Lord Exeter, the largest leaseholder in the open-fields, leased most of the land. Both freeholder and leaseholder enjoyed the rents of some seventy-five tenants in the 1840s and, of these, sixty had some or all of their holdings on land which was owned or leased by the lord of the manor.
Rights of Common came under fire as piecemeal enclosures began taking place. In 1843 the Freemen, exasperated by growing resistance and erosion of their rights, chose to strike a blow and broke down fences. The customary cultivation of the open fields fell asunder. From 1844, field officials have no longer been appointed by the Court Baron.

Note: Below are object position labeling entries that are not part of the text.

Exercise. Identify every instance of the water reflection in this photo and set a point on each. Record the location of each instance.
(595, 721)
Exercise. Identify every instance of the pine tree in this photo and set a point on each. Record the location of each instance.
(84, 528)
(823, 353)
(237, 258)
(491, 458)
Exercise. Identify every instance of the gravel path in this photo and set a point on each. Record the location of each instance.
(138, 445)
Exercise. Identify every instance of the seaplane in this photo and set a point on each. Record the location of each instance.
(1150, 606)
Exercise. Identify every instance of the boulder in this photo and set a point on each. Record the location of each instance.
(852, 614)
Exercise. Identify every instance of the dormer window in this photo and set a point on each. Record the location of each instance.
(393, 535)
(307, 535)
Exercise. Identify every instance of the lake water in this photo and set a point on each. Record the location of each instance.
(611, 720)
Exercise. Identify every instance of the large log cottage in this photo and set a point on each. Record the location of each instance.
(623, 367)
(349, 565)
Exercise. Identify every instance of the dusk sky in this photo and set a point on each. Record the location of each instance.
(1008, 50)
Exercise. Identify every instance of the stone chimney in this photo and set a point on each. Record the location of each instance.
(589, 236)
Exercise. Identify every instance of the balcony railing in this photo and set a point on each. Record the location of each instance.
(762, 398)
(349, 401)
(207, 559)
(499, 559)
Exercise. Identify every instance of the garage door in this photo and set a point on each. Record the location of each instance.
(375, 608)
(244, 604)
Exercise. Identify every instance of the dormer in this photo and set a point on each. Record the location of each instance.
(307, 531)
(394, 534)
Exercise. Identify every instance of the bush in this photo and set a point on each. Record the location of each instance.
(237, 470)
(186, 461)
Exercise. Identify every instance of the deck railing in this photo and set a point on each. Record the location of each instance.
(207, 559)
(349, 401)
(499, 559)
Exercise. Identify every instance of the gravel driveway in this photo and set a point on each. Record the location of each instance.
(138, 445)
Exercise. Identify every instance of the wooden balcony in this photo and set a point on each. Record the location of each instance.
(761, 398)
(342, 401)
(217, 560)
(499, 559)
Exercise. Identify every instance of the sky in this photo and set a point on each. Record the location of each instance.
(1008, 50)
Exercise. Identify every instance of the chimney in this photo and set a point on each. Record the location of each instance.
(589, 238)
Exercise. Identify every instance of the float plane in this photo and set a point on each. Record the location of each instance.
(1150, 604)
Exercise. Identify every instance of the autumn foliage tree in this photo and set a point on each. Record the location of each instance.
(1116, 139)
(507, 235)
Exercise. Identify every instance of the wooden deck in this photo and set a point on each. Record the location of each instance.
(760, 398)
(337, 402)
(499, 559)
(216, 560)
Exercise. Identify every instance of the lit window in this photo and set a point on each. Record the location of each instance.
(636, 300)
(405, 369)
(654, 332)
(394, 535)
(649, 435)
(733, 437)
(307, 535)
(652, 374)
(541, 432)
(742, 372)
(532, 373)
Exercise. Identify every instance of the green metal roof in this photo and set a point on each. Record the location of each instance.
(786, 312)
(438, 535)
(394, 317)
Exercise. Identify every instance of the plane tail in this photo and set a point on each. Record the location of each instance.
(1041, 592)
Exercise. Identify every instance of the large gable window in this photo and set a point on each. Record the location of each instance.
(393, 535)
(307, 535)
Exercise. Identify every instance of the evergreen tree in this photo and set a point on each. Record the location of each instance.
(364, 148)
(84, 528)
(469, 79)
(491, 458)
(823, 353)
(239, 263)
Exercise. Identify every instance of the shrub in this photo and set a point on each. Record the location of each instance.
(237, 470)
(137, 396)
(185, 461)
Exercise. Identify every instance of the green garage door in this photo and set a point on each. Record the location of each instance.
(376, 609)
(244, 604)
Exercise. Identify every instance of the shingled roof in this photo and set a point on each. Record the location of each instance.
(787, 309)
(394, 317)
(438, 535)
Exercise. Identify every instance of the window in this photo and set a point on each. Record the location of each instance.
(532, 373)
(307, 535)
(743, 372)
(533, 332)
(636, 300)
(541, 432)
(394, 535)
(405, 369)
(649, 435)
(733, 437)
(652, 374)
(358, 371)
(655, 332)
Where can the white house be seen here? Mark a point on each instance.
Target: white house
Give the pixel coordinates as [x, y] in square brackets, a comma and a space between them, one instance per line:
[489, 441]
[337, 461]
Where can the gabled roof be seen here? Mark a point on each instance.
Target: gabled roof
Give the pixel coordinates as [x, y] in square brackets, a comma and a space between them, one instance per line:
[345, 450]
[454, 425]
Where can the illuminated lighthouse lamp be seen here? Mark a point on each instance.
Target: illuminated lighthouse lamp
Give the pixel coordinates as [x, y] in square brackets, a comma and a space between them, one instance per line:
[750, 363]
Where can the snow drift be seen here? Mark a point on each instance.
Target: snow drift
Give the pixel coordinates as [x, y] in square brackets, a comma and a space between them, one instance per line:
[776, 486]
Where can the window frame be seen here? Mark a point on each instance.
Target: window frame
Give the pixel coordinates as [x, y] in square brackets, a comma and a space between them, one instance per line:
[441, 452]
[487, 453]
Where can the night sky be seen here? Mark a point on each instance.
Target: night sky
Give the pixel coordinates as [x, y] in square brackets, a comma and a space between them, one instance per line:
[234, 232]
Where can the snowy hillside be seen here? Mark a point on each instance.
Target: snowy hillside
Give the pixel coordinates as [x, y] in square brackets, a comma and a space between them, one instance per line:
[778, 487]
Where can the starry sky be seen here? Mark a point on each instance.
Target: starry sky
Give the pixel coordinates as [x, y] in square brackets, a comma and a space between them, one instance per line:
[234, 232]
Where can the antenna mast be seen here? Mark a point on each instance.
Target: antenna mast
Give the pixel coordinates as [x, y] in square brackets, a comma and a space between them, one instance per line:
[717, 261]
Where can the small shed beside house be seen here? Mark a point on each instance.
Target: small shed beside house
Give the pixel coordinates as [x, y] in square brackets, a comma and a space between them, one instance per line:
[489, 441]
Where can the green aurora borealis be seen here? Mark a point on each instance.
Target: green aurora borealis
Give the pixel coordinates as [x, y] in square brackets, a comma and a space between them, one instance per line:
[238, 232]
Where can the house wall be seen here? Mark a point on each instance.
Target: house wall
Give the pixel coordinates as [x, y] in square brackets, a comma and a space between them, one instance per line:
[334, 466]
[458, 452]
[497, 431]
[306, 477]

The Freemen’s rights of common were then as now confined to the meadows where the eternal patronage of Lord Exeter suffered them to survive. Court Baron ceased to meet frequently and for the last time in 1863. In 1871, an Act of Parliament heralded the devolution of the Open-fields system. The belt of waste that skirted the town was contested with Lord Exeter by the Freemen over its Freehold. Clearly compensation was too expensive, and this led to an Agreement.
The Common lands at Stamford came under investigation for registration under the national ‘Commons Registration Act, 1965’ and certain decisions are appended to these notes. Registration as ‘Common’ along with the allowances of the ‘Country Rights of Way, (CRoW) Act, 2003 allow public access on to registered meadowland for walking and quiet recreation. These subsequent Acts must pay full observance of the Local ‘Enclosure Act of 1871’.